Il y a des moments où un homme se hisse à la hauteur de l’Histoire.
C’est ce que fit Colin Powell à « Meet the Press » dimanche dernier. L’ancien Secrétaire d’Etat de Bush, général 4 étoiles, militaire depuis 35 ans, ancien chef d’Etat Major des armées, respectable et respecté, a apporté son soutien à Barack Obama. C’est évidemment l’un des coups les plus durs portés à John McCain.
L’appui de Powell à Obama est décisif.

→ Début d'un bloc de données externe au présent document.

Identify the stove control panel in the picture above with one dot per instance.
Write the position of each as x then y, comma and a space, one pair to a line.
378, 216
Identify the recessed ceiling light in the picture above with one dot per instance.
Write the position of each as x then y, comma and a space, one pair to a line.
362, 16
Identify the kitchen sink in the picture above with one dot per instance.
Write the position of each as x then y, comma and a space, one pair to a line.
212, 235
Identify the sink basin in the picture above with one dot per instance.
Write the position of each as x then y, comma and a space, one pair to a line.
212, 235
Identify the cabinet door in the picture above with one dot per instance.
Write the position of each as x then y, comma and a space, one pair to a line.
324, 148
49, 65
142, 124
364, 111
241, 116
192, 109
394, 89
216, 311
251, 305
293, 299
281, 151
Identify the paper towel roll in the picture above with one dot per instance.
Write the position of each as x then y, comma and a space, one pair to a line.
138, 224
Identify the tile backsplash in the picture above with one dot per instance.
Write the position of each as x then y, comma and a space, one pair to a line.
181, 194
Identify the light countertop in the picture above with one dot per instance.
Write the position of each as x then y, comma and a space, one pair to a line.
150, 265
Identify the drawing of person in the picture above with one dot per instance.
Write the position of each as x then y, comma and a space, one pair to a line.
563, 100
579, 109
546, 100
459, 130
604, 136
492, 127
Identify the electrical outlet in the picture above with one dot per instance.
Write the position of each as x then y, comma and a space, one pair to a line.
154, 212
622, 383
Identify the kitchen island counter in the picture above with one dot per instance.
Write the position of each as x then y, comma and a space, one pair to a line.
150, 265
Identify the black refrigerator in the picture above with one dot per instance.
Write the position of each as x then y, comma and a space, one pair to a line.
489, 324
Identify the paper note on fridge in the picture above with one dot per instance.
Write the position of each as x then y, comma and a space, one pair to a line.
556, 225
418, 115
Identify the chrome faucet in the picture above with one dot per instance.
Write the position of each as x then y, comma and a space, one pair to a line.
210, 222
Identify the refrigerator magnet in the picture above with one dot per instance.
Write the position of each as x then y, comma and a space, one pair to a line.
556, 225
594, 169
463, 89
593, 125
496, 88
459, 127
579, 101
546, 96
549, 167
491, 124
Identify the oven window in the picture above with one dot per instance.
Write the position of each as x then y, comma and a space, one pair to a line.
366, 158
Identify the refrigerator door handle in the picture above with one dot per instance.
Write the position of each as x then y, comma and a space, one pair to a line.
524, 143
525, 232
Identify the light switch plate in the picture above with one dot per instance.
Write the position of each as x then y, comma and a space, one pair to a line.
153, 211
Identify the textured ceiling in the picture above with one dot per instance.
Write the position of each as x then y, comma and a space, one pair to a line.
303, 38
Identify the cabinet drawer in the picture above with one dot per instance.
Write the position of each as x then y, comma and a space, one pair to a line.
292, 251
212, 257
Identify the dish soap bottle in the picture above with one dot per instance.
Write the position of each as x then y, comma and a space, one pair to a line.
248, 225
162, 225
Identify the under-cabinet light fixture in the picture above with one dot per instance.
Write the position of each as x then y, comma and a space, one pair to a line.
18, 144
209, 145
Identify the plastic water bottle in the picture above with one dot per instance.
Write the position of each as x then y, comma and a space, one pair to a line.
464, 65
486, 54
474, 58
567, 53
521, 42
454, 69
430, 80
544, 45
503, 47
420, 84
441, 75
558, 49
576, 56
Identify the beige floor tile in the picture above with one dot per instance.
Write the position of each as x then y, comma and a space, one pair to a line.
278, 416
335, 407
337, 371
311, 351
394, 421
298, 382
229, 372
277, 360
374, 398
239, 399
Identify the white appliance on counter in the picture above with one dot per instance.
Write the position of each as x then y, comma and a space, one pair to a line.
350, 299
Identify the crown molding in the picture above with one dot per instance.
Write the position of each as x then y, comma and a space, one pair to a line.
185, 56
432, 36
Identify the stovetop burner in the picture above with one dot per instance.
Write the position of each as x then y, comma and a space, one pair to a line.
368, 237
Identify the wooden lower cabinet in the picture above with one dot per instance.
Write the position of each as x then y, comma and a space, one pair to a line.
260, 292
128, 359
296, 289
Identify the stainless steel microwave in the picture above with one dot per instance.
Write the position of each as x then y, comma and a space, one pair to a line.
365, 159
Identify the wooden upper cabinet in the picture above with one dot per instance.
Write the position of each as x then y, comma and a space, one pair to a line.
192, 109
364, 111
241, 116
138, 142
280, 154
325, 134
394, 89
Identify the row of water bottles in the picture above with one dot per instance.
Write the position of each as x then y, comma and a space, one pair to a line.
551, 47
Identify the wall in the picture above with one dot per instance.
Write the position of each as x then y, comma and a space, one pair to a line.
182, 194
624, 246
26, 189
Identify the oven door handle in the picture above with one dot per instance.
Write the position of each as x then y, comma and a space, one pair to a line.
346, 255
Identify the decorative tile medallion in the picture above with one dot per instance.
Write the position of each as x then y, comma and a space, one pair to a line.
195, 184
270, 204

Non pas, parce qu’il pense que Sarah Palin « n’est pas prête à être Présidente des Etats-Unis », mais parce qu’il doute, à cause de ce choix, du bon jugement de McCain, « son ami de 25 ans ». Colin Powell en a même rajouté, en s’adressant aux extrémistes qui attisent les tensions religieuses : « Obama », dit-il en substance, « est chrétien. Soit. Mais serait-il musulman, quelle serait la différence? Un gamin américain musulman n’a-t-il pas le droit de rêver à être un jour le Président des Etats-Unis ? ». Et de raconter à quel point il a été touché par l’image d’une mère penchée sur la tombe de son fils, jeune soldat américain de 20 ans, musulman, et mort en Irak pour son pays.
Colin Powell a été impressionnant, quand McCain et Sarah Palin frôlent chaque jour un peu plus le côté obscur la force.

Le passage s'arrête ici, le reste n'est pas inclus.